As a matter of common practice, most webmasters make sure their
sites respond to both www.mycompanyname.com and mycompanyname.com,
because the former is the first guess many people will make, and
the latter is both more convenient to type and easier to fit into
an advertising logo. It is rare for a well-run web site to reject
either name.
What is World Wide Web Accessibility?
An accessible site can be easily used by individuals with disabilities, especially blindness and vision impairment. There are at least three good reasons to design your pages to accommodate such users:
- First of all it’s the right practice.
- It will definitely help reach more customers.
- Most importantly because search engines experience the web much as blind users do: through text. If it's not there in easily accessible text, it's not helping anyone search for your site.
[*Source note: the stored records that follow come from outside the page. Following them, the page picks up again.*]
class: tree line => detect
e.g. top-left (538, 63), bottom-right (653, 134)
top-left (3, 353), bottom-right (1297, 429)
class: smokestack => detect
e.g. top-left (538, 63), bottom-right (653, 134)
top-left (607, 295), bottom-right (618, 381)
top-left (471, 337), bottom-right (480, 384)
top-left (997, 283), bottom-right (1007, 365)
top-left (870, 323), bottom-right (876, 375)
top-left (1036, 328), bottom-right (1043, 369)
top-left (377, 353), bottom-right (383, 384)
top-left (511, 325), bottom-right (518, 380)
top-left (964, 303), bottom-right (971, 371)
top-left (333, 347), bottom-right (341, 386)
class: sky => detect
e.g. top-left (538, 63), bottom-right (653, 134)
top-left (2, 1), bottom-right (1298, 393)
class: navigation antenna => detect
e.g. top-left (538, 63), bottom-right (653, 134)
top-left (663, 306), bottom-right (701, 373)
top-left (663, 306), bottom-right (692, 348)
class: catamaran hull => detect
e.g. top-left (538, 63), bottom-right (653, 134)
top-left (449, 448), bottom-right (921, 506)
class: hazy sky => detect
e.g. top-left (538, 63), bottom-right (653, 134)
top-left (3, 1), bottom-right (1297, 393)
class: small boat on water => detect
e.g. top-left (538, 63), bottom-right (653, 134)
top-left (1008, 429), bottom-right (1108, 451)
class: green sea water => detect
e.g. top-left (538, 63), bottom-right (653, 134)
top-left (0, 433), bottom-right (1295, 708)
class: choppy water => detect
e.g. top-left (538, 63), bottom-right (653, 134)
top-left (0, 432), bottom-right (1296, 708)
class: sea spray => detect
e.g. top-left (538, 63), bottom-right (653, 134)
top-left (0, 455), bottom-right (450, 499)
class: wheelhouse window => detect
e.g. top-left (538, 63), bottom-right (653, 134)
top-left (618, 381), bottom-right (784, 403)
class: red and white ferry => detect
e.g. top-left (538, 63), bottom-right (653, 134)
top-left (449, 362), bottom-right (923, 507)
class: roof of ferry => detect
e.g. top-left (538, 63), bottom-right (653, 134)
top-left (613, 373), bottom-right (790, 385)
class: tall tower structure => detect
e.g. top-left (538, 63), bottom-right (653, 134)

- Because users of new web browsing devices, such as wireless handhelds and cell phones, experience the web the way blind users do. (They may be able to see some images, but only with difficulty and frustration.)
How is WWW Driving Internet?
Even before the launch of World Wide Web Gopher servers were already
providing a user-friendly means of sharing information. The introduction
of web browsers and HTML made Internet publishing accessible to
a mass audience and greatly increased demand for Internet access.
The open and free concept on which the Web is based made it possible
for content providers to publish without paying license fees to
any one central organization such as America online, Compuserve
or Microsoft. The nonproprietary nature of the Web drove its acceptance
by those on the supply side of the equation, in turn generating
new demand as new groups of users discovered web sites of interest
to them.
How big is the Internet?
This can’t be answered because it keeps on growing. There
is no one entity in charge of the Internet as a whole. Google
claims to index over three billion web pages, if for a moment we
assume that the average web site has 50 indexable web pages and
that Google indexes two-thirds of the web sites that exist, there
are roughly 40 million web sites in the world. Most estimates put
the number of individual users with Internet access at around 300
million, with the largest concentrations in the United States, Europe,
and parts of Asia.
How many web sites exist?
There is no exact answer to this question. We can only make crude estimate. The web is growing all the time, no one is in charge, and by the time you've counted a tiny fraction of it, many sites have come and gone. For one thing, a good definition of a web site is hard to pin down; a reasonable definition might be "a fully qualified domain name, such as www.example.com, which delivers unique or mostly unique content." This rule out, for instance, alternate names for the same site that always fetch exactly the same pages.
As of this writing, Google states that they are indexing 4,285,199,774
distinct web pages. But not every page is indexed by the Google
search engine, and web sites are made up of multiple pages.